The cpu hotplug path may be utilized while hotplug is disabled for a
brief moment leading to failures. As an example, attempts to perform
cpu hotplug by userspace soon after boot may race with pci_device_probe
leading to inconsistent results.
Proposed idea:
Call restart_syscall instead of returning -EBUSY since
cpu_hotplug_disabled seems to only have a positive value
for short, temporary amounts of time.
Does anyone see any serious problems with this?
Signed-off-by: Joel Savitz <[email protected]>
---
kernel/cpu.c | 5 ++++-
1 file changed, 4 insertions(+), 1 deletion(-)
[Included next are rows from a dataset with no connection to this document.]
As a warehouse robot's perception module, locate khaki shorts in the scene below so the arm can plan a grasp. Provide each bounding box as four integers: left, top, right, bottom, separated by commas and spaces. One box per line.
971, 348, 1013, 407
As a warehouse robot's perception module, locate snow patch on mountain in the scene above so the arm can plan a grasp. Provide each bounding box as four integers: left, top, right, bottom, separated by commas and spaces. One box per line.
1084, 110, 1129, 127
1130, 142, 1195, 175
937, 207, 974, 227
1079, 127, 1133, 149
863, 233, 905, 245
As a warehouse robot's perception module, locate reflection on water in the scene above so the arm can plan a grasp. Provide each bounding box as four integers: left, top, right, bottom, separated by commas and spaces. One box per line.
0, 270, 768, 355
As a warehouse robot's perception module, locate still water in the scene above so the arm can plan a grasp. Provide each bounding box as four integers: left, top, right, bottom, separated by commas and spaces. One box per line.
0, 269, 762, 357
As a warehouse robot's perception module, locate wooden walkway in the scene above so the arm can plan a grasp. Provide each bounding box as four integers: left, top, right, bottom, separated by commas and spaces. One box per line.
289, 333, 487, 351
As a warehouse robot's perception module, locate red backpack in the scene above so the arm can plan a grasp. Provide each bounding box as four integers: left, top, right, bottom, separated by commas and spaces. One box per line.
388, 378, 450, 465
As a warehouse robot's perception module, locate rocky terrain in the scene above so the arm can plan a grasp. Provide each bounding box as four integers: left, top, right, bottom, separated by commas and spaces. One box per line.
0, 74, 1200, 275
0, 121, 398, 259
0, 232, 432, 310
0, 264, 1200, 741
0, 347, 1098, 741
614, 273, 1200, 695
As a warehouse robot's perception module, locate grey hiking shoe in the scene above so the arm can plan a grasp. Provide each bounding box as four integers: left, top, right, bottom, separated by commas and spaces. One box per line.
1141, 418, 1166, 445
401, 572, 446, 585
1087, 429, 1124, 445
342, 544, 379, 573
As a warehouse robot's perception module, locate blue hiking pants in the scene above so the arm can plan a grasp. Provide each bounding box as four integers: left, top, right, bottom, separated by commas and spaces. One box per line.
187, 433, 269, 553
diff --git a/kernel/cpu.c b/kernel/cpu.c
index 5797c2a7a93f..2992c7d1d24e 100644
--- a/kernel/cpu.c
+++ b/kernel/cpu.c
@@ -35,6 +35,7 @@
#include <linux/percpu-rwsem.h>
#include <linux/cpuset.h>
#include <linux/random.h>
+#include <linux/delay.h>
#include <trace/events/power.h>
#define CREATE_TRACE_POINTS
@@ -1401,7 +1402,9 @@ static int cpu_up(unsigned int cpu, enum cpuhp_state target)
cpu_maps_update_begin();
if (cpu_hotplug_disabled) {
- err = -EBUSY;
+ /* avoid busy looping (5ms of sleep should be enough) */
+ msleep(5);
+ err = restart_syscall();
goto out;
}
if (!cpu_smt_allowed(cpu)) {
--
2.27.0
On 18.04.22 21:54, Joel Savitz wrote:
> The cpu hotplug path may be utilized while hotplug is disabled for a
> brief moment leading to failures. As an example, attempts to perform
> cpu hotplug by userspace soon after boot may race with pci_device_probe
> leading to inconsistent results.
You might want to extend a bit in which situation we observed that issue
fairly reliably.
When restricting the number of boot cpus on the kernel cmdline, e.g.,
via "maxcpus=2", udev will find the offline cpus when enumerating all
cpus and try onlining them. Due to the race, onlining of some cpus fails
e.g., when racing with pci_device_probe().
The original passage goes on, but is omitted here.